Started working on using a PHP/HTMl scraper, and was following the tutorial here: https://www.zenrows.com/blog/web-scraping-php#introduction
Worked out how to use composer, installed the dependencies etc, however when using the example and playing around with it, I get the below:
Fatal error: Uncaught TypeError: Argument 1 passed to voku\helper\HtmlDomParser::loadHtml() must be of the type string, bool given
I've tried pretty much everything I can think of, this is the offending code:
require_once __DIR__ . '/../vendor/autoload.php';
require_once __DIR__ . '/constants.php';
require_once __DIR__ . '/utils/scraping.php';
use voku\helper\HtmlDomParser;
// initializing the cURL request
$curl = curl_init();
// setting the URL to reach with a GET HTTP request
curl_setopt($curl, CURLOPT_URL, "https://scrapeme.live/shop/");
// to make the cURL request follow eventual redirects
// and reach the final page of interest
curl_setopt($curl, CURLOPT_FOLLOWLOCATION, true);
// to get the data returned by the cURL request as a string
curl_setopt($curl, CURLOPT_RETURNTRANSFER, true);
// setting the User-Agent header
curl_setopt($curl, CURLOPT_USERAGENT, USER_AGENT);
// executing the cURL request and
// get the HTML of the page as a string
$html = curl_exec($curl);
// releasing the cURL resources
curl_close($curl);
echo gettype ($html);
echo "here";
echo $html;
// initialize HtmlDomParser
// initializing HtmlDomParser
$htmlDomParser = HtmlDomParser::str_get_html($html);
Ive checked the var type for $html and PHP is echo'ing that its a string.

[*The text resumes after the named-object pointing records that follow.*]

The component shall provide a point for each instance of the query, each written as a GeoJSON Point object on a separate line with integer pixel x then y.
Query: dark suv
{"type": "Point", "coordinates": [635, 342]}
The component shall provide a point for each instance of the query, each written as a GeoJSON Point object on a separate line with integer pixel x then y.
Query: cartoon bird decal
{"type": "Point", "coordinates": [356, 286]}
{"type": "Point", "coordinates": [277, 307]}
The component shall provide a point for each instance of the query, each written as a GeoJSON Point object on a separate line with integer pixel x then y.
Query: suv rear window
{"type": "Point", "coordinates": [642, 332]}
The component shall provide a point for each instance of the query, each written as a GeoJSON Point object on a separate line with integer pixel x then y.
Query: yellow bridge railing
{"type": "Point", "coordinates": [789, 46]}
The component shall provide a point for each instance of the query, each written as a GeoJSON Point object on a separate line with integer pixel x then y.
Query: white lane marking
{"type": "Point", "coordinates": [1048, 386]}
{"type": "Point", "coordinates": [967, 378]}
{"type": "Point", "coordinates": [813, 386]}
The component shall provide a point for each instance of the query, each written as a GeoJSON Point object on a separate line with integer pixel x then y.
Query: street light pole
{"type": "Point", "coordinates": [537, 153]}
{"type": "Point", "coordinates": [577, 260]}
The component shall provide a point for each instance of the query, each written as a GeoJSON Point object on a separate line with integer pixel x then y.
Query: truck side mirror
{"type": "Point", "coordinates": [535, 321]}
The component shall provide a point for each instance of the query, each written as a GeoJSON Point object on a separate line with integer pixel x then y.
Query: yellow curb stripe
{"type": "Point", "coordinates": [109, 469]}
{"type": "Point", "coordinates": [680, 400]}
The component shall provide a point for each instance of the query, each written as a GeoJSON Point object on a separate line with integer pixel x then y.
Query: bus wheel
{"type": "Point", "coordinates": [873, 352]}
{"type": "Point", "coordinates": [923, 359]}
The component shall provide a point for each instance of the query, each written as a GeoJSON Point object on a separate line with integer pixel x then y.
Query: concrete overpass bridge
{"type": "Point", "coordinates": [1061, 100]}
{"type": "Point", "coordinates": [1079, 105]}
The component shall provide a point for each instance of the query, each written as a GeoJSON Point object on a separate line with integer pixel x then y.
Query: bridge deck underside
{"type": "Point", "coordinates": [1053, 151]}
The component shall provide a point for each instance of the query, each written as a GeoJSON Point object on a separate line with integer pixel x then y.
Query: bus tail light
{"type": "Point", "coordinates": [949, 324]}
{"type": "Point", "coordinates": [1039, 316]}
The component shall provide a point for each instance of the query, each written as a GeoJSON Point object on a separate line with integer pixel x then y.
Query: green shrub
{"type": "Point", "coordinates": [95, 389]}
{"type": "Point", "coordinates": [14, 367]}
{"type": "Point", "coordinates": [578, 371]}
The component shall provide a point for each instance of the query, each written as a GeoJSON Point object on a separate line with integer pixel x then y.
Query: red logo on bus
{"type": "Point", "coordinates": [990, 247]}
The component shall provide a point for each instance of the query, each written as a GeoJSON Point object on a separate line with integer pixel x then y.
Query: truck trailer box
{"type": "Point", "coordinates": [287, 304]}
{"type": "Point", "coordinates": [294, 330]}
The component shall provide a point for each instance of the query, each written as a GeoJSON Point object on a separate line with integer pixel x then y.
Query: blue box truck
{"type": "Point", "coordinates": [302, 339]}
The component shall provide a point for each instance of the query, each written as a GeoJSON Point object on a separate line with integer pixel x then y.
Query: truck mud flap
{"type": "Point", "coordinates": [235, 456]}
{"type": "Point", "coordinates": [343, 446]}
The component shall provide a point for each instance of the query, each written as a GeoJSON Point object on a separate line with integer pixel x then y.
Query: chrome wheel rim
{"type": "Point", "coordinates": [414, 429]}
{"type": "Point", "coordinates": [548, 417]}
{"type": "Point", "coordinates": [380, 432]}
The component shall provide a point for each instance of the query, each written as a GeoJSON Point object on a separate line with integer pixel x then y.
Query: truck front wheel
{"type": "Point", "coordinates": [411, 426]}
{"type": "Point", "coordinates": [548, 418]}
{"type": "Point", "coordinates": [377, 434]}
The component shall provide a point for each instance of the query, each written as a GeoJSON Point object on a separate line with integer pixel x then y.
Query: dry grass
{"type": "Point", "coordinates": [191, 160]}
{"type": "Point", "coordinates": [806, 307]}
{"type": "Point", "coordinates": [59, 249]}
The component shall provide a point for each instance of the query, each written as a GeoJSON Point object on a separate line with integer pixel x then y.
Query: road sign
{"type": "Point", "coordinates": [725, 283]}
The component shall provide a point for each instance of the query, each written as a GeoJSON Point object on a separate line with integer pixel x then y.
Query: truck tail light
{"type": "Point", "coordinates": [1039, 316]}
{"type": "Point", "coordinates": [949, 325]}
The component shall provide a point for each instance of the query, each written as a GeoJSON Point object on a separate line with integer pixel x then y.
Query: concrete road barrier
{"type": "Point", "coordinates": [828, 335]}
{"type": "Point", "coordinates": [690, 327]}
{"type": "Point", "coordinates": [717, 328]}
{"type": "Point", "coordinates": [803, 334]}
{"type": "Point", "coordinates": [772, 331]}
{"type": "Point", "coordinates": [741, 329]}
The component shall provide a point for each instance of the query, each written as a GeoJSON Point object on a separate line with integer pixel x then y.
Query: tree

Again sorry for being dense, happy to do the reading but can anyone point me in the right direction?
Thanks!
CodePudding user response:
cURL might return a boolean value on error. From the docs: "it will return the result on success, false on failure.". I also run the code and it failed once, went OK another time. Maybe you can check for the value and retry the request if there's an error.